また、コンテンツも短命になっていくから、クリエイターも育ちにくくなる。
だからこそ僕は色々と悩むわけだが、今日はその話をするつもりはない。
僕が言いたいのは、メディアを使って「多くの人を集める」ためには
こういう旧型の手法もまだ生き残っているが、
それは単なる装置にすぎない、ということだ。
芸能人が離婚したという話も、業界人しか知らない秘密のレストランのランキングも、
人々の興味をひきつけて、こちらへと来させるための技術と仕組みでしかない。
それは、「それ」でしかない。
毎日同じ通勤電車に揺られて、仕事場へ向かい、いつもと同じように働いて、へとへとになって帰宅する。

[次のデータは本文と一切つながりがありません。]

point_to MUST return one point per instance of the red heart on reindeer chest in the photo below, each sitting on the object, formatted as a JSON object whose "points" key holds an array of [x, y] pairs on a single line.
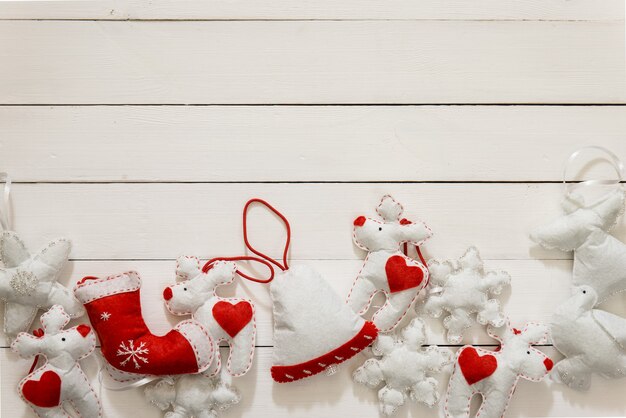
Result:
{"points": [[474, 367], [45, 392], [232, 318], [400, 276]]}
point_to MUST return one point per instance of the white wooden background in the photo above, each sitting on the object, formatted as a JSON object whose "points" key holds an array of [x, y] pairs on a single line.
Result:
{"points": [[138, 129]]}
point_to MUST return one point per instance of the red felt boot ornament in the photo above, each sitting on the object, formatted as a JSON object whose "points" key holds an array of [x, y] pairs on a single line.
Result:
{"points": [[132, 351]]}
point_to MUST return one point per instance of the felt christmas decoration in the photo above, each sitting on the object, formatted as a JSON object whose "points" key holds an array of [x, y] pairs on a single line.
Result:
{"points": [[462, 288], [386, 269], [60, 379], [228, 319], [599, 258], [313, 329], [28, 282], [494, 374], [592, 340], [193, 395], [404, 368], [131, 350]]}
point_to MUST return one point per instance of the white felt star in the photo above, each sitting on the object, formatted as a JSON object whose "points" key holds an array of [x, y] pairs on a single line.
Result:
{"points": [[405, 368], [28, 282], [462, 288]]}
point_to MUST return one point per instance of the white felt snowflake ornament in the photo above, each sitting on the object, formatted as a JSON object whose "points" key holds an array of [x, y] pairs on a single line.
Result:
{"points": [[463, 288], [29, 282], [405, 368], [193, 396]]}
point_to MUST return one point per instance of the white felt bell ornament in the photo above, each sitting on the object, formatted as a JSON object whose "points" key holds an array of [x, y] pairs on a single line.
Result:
{"points": [[28, 282], [592, 340], [314, 330], [386, 268]]}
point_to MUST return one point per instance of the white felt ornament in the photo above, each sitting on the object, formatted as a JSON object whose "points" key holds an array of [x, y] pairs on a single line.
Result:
{"points": [[599, 258], [314, 330], [28, 282], [494, 374], [230, 320], [193, 395], [463, 288], [386, 268], [404, 368], [592, 340], [60, 379]]}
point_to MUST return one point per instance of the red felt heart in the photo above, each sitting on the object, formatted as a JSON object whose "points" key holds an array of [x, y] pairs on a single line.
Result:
{"points": [[232, 318], [400, 276], [45, 392], [474, 367]]}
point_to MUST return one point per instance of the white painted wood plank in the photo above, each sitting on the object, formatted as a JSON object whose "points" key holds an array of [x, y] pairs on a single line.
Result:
{"points": [[318, 9], [113, 221], [538, 286], [310, 143], [48, 62], [334, 395]]}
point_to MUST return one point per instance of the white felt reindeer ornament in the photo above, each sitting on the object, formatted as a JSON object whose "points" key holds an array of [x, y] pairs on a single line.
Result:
{"points": [[592, 340], [227, 319], [494, 374], [463, 288], [61, 378], [28, 282], [405, 368], [386, 268]]}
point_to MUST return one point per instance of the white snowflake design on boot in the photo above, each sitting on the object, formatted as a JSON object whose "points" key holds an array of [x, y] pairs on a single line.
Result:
{"points": [[136, 354]]}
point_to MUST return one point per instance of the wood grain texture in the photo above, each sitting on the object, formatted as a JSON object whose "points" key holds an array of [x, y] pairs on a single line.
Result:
{"points": [[85, 62], [155, 221], [538, 286], [317, 9], [335, 395], [310, 143]]}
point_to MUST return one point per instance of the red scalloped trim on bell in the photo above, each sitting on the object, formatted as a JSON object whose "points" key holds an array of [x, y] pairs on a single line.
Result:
{"points": [[365, 337]]}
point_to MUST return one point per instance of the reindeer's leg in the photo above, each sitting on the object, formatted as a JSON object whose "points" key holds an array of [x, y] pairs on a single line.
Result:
{"points": [[361, 294], [494, 404], [426, 391], [394, 309], [458, 396], [178, 412], [490, 314], [56, 412], [216, 365], [456, 323], [573, 372], [390, 400], [241, 351]]}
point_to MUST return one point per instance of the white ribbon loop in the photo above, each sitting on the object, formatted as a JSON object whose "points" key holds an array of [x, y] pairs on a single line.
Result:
{"points": [[5, 215], [615, 161]]}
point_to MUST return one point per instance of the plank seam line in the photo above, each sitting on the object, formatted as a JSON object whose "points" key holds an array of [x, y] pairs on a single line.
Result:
{"points": [[156, 182], [477, 104], [122, 20]]}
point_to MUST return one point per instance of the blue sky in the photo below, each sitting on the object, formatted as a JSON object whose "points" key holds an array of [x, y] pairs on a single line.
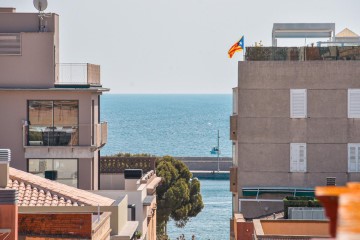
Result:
{"points": [[177, 46]]}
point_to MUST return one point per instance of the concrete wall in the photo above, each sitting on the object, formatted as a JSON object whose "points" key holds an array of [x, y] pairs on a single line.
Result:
{"points": [[24, 22], [265, 129], [295, 227], [35, 67]]}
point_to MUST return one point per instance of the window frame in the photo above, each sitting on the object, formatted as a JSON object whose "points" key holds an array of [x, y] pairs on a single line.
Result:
{"points": [[53, 125], [292, 92]]}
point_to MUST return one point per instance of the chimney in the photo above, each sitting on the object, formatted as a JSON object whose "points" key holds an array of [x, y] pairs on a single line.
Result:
{"points": [[9, 214], [8, 200], [5, 157], [7, 10], [132, 177]]}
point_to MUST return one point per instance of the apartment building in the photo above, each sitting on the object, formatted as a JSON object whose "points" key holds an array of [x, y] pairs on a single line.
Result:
{"points": [[295, 122], [49, 111]]}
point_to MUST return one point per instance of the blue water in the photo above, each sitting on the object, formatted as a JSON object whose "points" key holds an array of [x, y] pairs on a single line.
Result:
{"points": [[177, 125]]}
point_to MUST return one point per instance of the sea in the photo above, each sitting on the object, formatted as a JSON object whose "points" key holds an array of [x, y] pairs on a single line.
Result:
{"points": [[176, 125]]}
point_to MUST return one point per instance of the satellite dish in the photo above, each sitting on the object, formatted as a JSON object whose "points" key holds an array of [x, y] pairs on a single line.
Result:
{"points": [[40, 5]]}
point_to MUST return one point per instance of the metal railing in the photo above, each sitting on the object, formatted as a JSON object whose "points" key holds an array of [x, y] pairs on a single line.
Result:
{"points": [[119, 164], [42, 135], [302, 53], [78, 74], [10, 44]]}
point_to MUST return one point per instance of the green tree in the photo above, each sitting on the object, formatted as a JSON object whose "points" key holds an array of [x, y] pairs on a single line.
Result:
{"points": [[178, 197]]}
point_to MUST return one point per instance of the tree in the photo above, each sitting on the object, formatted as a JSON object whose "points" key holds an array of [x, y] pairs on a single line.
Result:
{"points": [[178, 197]]}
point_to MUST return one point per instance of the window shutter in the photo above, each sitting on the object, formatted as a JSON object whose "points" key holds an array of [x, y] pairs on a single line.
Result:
{"points": [[293, 157], [302, 158], [297, 157], [298, 103], [358, 159], [352, 158], [354, 103]]}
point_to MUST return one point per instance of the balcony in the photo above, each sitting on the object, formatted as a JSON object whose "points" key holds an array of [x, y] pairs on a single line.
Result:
{"points": [[101, 134], [79, 141], [233, 180], [302, 53], [233, 127], [80, 75]]}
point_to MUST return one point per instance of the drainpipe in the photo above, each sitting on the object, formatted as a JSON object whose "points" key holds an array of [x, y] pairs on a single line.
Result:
{"points": [[5, 157], [8, 200]]}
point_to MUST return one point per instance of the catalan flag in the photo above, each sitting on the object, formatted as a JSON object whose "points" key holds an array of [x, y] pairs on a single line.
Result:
{"points": [[237, 47]]}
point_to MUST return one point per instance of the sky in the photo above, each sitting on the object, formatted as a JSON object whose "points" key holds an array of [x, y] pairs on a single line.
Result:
{"points": [[177, 46]]}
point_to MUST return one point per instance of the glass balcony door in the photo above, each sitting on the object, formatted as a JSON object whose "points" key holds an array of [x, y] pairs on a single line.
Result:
{"points": [[53, 123]]}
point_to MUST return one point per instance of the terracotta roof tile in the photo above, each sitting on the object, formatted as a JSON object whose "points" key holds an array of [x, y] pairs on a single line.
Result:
{"points": [[37, 191]]}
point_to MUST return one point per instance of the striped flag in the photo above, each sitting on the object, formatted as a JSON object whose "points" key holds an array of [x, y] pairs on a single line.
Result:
{"points": [[237, 47]]}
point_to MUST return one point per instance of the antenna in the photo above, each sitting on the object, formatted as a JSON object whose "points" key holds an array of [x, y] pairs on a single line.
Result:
{"points": [[41, 5]]}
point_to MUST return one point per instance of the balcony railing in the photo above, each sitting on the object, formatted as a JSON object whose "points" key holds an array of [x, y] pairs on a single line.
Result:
{"points": [[101, 134], [78, 74], [302, 53], [119, 164], [40, 135]]}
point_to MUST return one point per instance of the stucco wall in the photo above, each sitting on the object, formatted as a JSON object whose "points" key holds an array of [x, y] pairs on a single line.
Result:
{"points": [[265, 129], [13, 108]]}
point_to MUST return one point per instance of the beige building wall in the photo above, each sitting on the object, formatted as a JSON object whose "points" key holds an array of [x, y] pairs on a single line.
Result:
{"points": [[34, 67], [13, 106], [265, 129]]}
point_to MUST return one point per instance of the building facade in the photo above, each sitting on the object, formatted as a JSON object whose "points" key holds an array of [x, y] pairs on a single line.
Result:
{"points": [[295, 124], [50, 111]]}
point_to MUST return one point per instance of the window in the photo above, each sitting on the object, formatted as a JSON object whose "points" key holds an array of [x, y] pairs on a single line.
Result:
{"points": [[354, 103], [354, 157], [53, 123], [298, 103], [297, 157], [60, 170]]}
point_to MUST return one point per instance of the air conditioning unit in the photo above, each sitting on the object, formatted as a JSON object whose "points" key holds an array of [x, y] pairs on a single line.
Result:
{"points": [[331, 181]]}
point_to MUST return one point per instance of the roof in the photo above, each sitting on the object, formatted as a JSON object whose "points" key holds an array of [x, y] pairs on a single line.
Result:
{"points": [[347, 33], [37, 191]]}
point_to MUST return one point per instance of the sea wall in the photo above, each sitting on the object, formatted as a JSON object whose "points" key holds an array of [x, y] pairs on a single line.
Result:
{"points": [[206, 163]]}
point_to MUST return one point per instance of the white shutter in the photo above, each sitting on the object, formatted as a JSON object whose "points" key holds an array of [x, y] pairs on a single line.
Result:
{"points": [[293, 157], [298, 103], [302, 158], [353, 157], [354, 103], [358, 159], [297, 157]]}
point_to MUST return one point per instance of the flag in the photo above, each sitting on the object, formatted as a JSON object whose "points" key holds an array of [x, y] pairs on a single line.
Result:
{"points": [[237, 47]]}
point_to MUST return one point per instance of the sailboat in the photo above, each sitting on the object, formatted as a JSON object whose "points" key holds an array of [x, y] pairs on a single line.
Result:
{"points": [[216, 151]]}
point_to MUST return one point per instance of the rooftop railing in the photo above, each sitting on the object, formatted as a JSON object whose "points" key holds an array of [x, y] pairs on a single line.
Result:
{"points": [[78, 74], [119, 164], [302, 53]]}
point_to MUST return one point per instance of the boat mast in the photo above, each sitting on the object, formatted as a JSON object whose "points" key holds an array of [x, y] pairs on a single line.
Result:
{"points": [[218, 151]]}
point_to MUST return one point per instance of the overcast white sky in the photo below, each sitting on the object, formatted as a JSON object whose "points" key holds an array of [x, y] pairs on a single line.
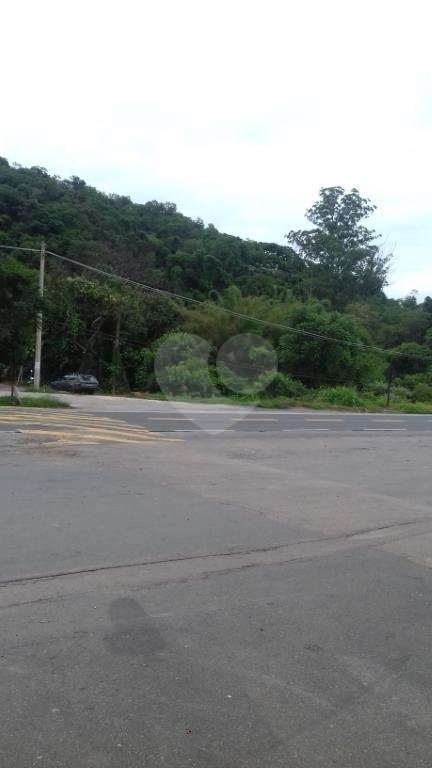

そういう日常の中では、どうすればいつも上機嫌でいられるかとか、
周りの人も機嫌よくできるかとか、そっちのほうが僕にとってはずっと重要なのである。
アイデアを考えていると、つい、アイデア自体に飲み込まれそうになる。
しかし、アイデアを生み出したい時に大切なのは
より楽しいアイデアを思いつくための、とびっきりの機嫌の良さであり、
また、悲しい時や腹が立つ時も含めて、寄せては引いていく感情の波の中に
すべてをあずけながら、少しずつ進んでいこうとする姿勢である。
しかし、運よく(あるいは運悪く)ひらめきの快感が長く続くと
感覚がマヒしてしまい、本能の海に流されて溺れそうになるので
自分への警告として、ここに書いておこうと思う。